Si l’annonce de Free Mobile de ce mardi n’a peut-être pas eu les allures de la « révolution » que beaucoup espéraient, elle n'en a pas moins déclenché un mouvement irréversible (lire : Roaming : la révolution ratée de Free Mobile). Preuve en est la réponse de SFR qui, quelques heures plus tard, enchérissait avec une offre encore plus intéressante ! On peut espérer que Bouygues Telecom, Sosh voire Orange tentent à leur tour de s'aligner dans les prochains jours.
Pour celui qui voyage peu, savoir que les forfaits Free ou RED by SFR offrent du roaming plus ou moins illimité un peu partout en Europe et dans le monde n’est pas spécialement intéressant. Mais pour les autres qui jonglent avec les cartes SIM et les forfaits, ces offres représentent les meilleurs rapports qualité/prix du marché, avec une préférence, une fois n'est pas coutume, pour l'opérateur au carré rouge.

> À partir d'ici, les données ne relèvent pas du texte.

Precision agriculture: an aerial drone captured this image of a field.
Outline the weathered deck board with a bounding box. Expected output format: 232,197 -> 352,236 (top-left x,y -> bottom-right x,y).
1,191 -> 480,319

Chez Free, pour 19,99 € par mois (ou 15,99 € si on est abonné Freebox), on conserve évidemment les prestations du forfait habituel, avec en plus : les appels, SMS/MMS illimités, ainsi que 5 Go de données par mois (en 3G) dans 35 pays valide toute l'année : Europe (sauf Suisse), les DOM, Etats-Unis, Afrique du Sud, Australie, Canada, Israël et Nouvelle-Zélande. Cette enveloppe s’ajoute aux 50 Go de 4G en France métropolitaine (ou 20 Go de 3G).

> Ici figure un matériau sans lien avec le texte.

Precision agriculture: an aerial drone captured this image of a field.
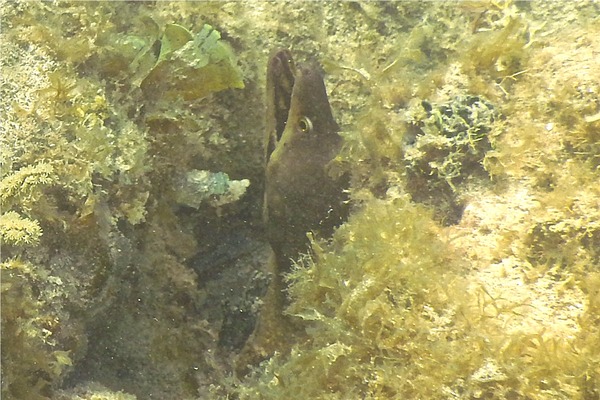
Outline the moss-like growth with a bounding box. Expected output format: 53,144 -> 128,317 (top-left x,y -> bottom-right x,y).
0,211 -> 43,246
405,96 -> 496,189
232,195 -> 475,398
0,163 -> 57,210
231,190 -> 599,399
1,259 -> 75,399
2,2 -> 253,398
403,95 -> 499,223
226,3 -> 600,399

Le forfait Free proposait déjà du roaming à l’étranger, mais on était limité à 3 Go durant 35 jours par pays et sur l’ensemble de l’année, toujours en 3G. Autant dire qu’on fait un bond en avant à ce niveau. Tout le monde aurait préféré que ces 5 Go mensuels puissent être consommés en 4G, et l'annonce de SFR va peut-être pousser le trublion à se mettre au niveau de son concurrent.
Chez RED by SFR, on va encore plus loin avec la formule RED 15 Go 100% Roaming qui, pour 15 € par mois, offre les appels, SMS/MMS illimités et 15 Go de données par mois (en 4G) en Europe (dont la Suisse), États-Unis et Canada. Et là aussi, avec une validité annuelle. Cette formule remplacera le forfait Série RED Europe, qui proposait 5 Go de données uniquement pour l'Europe, à partir du 21 mars et jusqu'au 6 juin.
Sur le papier, l'avantage est du côté de SFR : il manque certes une poignée de pays à la formule RED, mais elle a au moins la décence d'intégrer la Suisse… et pouvoir consommer jusqu'à 15 Go de données en 4G ! L'offre de Free Mobile reste intéressante avec ses 50 Go pour la France métropolitaine, mais même avec une enveloppe somme toute confortable de 5 Go, la 3G va forcément un peu limiter les usages.
Que valent les offres sans engagement de la concurrence ?
Sosh propose dans son plus gros forfait - actuellement en promotion à 9,99 € par mois (24,99 € normalement) - 5 Go de données à consommer en Europe et dans les DOM. Selon les pays et les accords passés entre Orange et les opérateurs locaux, on peut bénéficier de la 4G à l'étranger. Mais cette enveloppe court sur toute l'année alors qu'elle est mensuelle chez Free.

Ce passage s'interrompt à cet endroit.